Le marathon budgétaire se présente mal. Le président de la commission des finances de l'Assemblée nationale, Éric Woerth, appuyé par le rapporteur général du budget LREM Laurent Saint-Martin, a envoyé une lettre au ministre de l'Économie et des finances pour se plaindre de l'étroitesse de la fenêtre de tir budgétaire accordée au Parlement cette année. L'Assemblée nationale devait avoir cette année deux jours seulement pour amender le projet de budget 2021 en commission. Finalement, le gouvernement accorde deux jours de plus. Soit quatre… En 2019, c'était six jours, en 2018, onze.

Certes, la période est exceptionnelle, mais le budget sera lui aussi exceptionnellement complexe cette année puisqu'il porte le déploiement du plan de relance de 100 milliards d'euros. Plan de relance qui se présente de façon particulièrement «trapue».

D'une part, il devrait être isolé dans une mission spécifique séparée des crédits ordinaires dans une enveloppe dont le fléchage pourrait évoluer au fil du temps entre les ministères attributaires. Il est de surcroît bien difficile de savoir quels seront les crédits qui auront un impact sur le solde budgétaire en 2021, étant donné que le plan de relance sera composé de dépenses budgétaires classiques, mais aussi de programmes d'investissement d'avenir (nouveaux ? PIA4 ou recyclés des programmes antérieurs non consommés ?) pour 20 milliards d'euros, de subventions de la Commission européenne (40 milliards), de prêts, garantis et fonds propres en direction de la Caisse des dépôts et consignations (20 milliards), de baisses fiscales (20 milliards de fiscalité locale compensés par l'État).

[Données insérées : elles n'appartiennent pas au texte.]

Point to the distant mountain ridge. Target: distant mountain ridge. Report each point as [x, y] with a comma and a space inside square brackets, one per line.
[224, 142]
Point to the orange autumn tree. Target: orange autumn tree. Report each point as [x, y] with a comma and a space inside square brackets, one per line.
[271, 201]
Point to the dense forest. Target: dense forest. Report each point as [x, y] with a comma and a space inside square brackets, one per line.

Bref, une véritable «usine à gaz» qu'il faudra ensuite reventiler sur la durée de programmation et, pour nos députés. Un vrai casse-tête budgétaire qui demande au moins 10 jours pour en amender le texte correctement.

Par ailleurs, la loi de programmation des finances publiques qui aurait dû être présentée lors du budget 2020, déjà repoussée, a été reportée l'an dernier puis repoussée en avril avant que la pandémie n'empêche sa présentation avec le Programme de stabilité européen. Nos parlementaires sont laissés dans le brouillard quant à l'évolution des finances publiques entre 2021 et 2024.

La solidité de notre démocratie parlementaire est donc engagée par cette épreuve. La théorie parlementaire repose sur l'autorisation du budget. Comme le disent les Anglo-Saxons, «no taxation without representation». Cette année, le droit d'amendement au Parlement sera réduit à sa plus simple expression.

Nous entrons ici dans une gestion administrative du budget qui ne dit pas son nom et qui s'aggrave d'année en année.